Tool Definitions: Keeping It Concise
Tool definitions are essentially function signatures with documentation. The challenge of this is balancing clarity with token efficiency.
Anatomy of a Tool Definition
{
"type": "function",
"name": "get_weather",
"description": "Get current temperature for a given location.",
"parameters": {
"type": "object",
"properties": {
"location": {
"type": "string",
"description": "City and country e.g. Bogotá, Colombia"
}
},
"required": [
"location"
],
"additionalProperties": false
}
}The function json definition is straight forward and should be familiar to anyone with some programming experience. The developer defines a name and set of parameters and can provide as much or as little documentation to decorate that.
Best Practices
- Keep descriptions concise. Every word costs tokens.
- Be specific about formats,
YYYY-MM-DD HH:MM:SSnot "date format". - Use clear parameter names, self-documenting if possible.
- Optimize for your model, test what works best, iterate on tool definitions.
Tool Philosophy: Balancing Power and Safety
The Benchmark Trap
LLM system cards showcase impressive capabilities with open-ended tools:
The model is provided access to a code editor and a Terminal Tool, which enables asynchronous management of multiple terminal sessions…
Source: Claude 4 System Card, page 117
This is great for benchmarking a models efficacy but terrible for a production system. Budget constraints, time, security, and user experience all play a vital role when delivering a software system.
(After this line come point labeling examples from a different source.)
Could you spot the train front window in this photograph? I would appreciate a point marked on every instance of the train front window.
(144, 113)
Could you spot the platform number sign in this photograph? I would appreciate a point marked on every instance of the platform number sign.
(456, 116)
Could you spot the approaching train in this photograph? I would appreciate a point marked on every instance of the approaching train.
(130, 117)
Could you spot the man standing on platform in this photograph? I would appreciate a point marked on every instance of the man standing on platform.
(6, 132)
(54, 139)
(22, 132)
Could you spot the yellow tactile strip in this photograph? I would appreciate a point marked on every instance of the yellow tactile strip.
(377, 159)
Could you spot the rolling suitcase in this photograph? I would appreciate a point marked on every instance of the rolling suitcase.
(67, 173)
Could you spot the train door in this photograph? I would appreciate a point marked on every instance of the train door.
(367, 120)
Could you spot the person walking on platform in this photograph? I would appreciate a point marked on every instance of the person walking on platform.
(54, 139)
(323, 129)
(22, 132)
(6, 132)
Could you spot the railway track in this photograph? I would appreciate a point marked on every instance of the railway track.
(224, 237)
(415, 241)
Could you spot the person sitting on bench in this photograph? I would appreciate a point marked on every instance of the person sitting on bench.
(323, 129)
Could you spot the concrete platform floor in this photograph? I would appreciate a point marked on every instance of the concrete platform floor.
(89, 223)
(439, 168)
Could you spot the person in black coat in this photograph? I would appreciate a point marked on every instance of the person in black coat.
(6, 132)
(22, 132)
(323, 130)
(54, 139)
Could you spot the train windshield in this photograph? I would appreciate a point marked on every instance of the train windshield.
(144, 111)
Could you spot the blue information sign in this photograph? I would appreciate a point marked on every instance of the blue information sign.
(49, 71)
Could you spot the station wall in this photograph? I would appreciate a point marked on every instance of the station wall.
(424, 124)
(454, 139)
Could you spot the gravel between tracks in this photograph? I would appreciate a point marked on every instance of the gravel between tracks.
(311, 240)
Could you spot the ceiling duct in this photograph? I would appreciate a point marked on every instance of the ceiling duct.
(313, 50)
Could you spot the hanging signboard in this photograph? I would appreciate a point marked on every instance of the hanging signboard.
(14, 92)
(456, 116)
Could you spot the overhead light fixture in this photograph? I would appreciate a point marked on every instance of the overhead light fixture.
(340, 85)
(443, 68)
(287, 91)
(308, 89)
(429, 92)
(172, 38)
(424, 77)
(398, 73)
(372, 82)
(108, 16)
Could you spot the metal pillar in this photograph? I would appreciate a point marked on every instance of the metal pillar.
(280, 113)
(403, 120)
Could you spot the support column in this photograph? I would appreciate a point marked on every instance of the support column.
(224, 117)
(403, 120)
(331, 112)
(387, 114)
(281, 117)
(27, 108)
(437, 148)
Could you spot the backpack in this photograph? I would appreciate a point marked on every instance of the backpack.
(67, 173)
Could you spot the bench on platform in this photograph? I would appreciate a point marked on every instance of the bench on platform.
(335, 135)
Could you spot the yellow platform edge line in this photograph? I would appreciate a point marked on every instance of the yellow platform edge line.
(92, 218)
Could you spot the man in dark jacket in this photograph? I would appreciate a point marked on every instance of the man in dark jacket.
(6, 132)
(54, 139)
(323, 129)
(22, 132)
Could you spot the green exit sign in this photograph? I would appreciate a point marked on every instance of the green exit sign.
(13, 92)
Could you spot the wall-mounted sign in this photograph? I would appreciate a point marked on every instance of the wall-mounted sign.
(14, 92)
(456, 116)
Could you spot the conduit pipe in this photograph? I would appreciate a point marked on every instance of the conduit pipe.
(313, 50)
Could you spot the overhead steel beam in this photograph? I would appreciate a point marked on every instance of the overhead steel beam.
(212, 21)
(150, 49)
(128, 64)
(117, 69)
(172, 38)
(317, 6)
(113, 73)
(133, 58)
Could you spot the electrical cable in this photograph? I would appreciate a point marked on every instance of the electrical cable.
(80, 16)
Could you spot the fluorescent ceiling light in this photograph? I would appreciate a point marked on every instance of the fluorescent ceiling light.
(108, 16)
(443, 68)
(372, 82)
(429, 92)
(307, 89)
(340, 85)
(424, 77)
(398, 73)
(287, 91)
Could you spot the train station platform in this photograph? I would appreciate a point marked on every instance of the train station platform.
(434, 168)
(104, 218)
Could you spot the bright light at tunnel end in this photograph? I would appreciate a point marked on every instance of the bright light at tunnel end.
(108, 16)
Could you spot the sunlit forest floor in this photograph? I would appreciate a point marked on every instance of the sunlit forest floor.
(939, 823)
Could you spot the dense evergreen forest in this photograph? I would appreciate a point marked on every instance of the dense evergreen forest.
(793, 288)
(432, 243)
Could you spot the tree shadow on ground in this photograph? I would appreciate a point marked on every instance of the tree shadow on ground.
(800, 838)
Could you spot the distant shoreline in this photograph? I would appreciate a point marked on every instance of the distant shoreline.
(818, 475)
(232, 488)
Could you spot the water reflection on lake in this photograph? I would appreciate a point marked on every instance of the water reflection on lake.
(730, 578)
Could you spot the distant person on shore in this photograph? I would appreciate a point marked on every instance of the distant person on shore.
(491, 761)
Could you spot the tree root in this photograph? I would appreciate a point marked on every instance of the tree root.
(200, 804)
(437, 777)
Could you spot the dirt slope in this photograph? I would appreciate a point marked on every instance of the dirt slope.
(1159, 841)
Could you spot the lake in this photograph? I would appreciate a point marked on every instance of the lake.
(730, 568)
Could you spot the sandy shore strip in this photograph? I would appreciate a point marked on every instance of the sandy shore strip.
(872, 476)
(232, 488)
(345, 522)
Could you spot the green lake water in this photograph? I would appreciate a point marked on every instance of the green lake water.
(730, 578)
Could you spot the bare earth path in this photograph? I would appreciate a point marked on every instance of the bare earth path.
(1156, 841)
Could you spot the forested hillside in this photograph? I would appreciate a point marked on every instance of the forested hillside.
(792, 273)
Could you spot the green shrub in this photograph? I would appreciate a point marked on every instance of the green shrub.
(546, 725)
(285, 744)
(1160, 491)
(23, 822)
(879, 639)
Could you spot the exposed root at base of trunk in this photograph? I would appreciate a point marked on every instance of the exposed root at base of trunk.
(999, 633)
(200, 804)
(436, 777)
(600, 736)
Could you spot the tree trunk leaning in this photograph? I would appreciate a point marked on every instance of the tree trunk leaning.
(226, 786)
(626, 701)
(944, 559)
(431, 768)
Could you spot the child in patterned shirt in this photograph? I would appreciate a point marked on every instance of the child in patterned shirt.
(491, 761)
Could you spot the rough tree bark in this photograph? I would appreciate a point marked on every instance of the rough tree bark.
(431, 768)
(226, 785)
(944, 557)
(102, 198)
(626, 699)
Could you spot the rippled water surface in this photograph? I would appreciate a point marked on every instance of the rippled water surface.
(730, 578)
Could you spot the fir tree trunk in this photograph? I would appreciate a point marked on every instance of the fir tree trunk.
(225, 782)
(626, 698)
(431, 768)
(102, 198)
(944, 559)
Therefore every tool introduced should be highly scrutinized and curated.
Real-World Constraints
Every tool represents tradeoffs:
- Capability vs Safety: Bash executor vs constrained DSL
- Flexibility vs Cost: Generic tools vs specialized ones
- Power vs Control: Terminal access vs specific commands
Tool Selection Strategy
- Start with the minimum viable toolset.
- Add tools based on actual needs.
- Consider safety implications.
- Monitor token usage.
- Measure success rates.
Over Inclusion and Context Management
The Context Pollution Problem
Context pollution is the measurable distance between original intent and current direction, created by the natural entropy of complex interactions.
Source: kurtiskemple.com
Large language models are non-deterministic systems. Therefore it's much easier to deviate away from goals because every output will never be the same as the previous.
How Tools Pollute Context
Looking back to our Qwen3 chat template, the tools[] array prints right into the <tools></tools> XML block in the
formatted chat template, taking up valuable context and tokens.
The Cost Calculation
- 10 tools × 100 tokens each = 1000 tokens
- Every request includes all tools
- Irrelevant tools distract from the goal
Development Strategies
- Dynamic Tool Loading: Only include relevant tools
- Tool Grouping: Create tool sets for different tasks
- KISS (Keep it simple, stupid): Start simple, add complexity as needed
- Token Budgeting: Set limits for tool definitions
Tool Development: The Implementation Details
Bad Tool Definition: Overly Complex
{
"type": "function",
"function": {
"name": "file_system_operation_handler",
"description": "This is a comprehensive file system management tool that can perform various operations including but not limited to reading files, writing files, deleting files, creating directories, checking file existence, getting file metadata, and more. It supports both text and binary files with various encoding options.",
"parameters": {
"type": "object",
"properties": {
"operation": {
"type": "string",
"enum": ["read", "write", "delete", "mkdir", "exists", "stat"],
"description": "The type of file system operation to perform"
},
"path": {
"type": "string",
"description": "The file or directory path to operate on"
},
"content": {
"type": "string",
"description": "Content for write operations (optional)"
},
"encoding": {
"type": "string",
"description": "File encoding (utf-8, ascii, etc.)"
},
"create_parents": {
"type": "boolean",
"description": "Whether to create parent directories"
},
"offset": {
"type": "integer",
"description": "Byte offset for partial reads"
},
"limit": {
"type": "integer",
"description": "Maximum bytes to read"
}
},
"required": ["operation", "path"]
}
}
}Problems:
- Does too many things (violates single responsibility)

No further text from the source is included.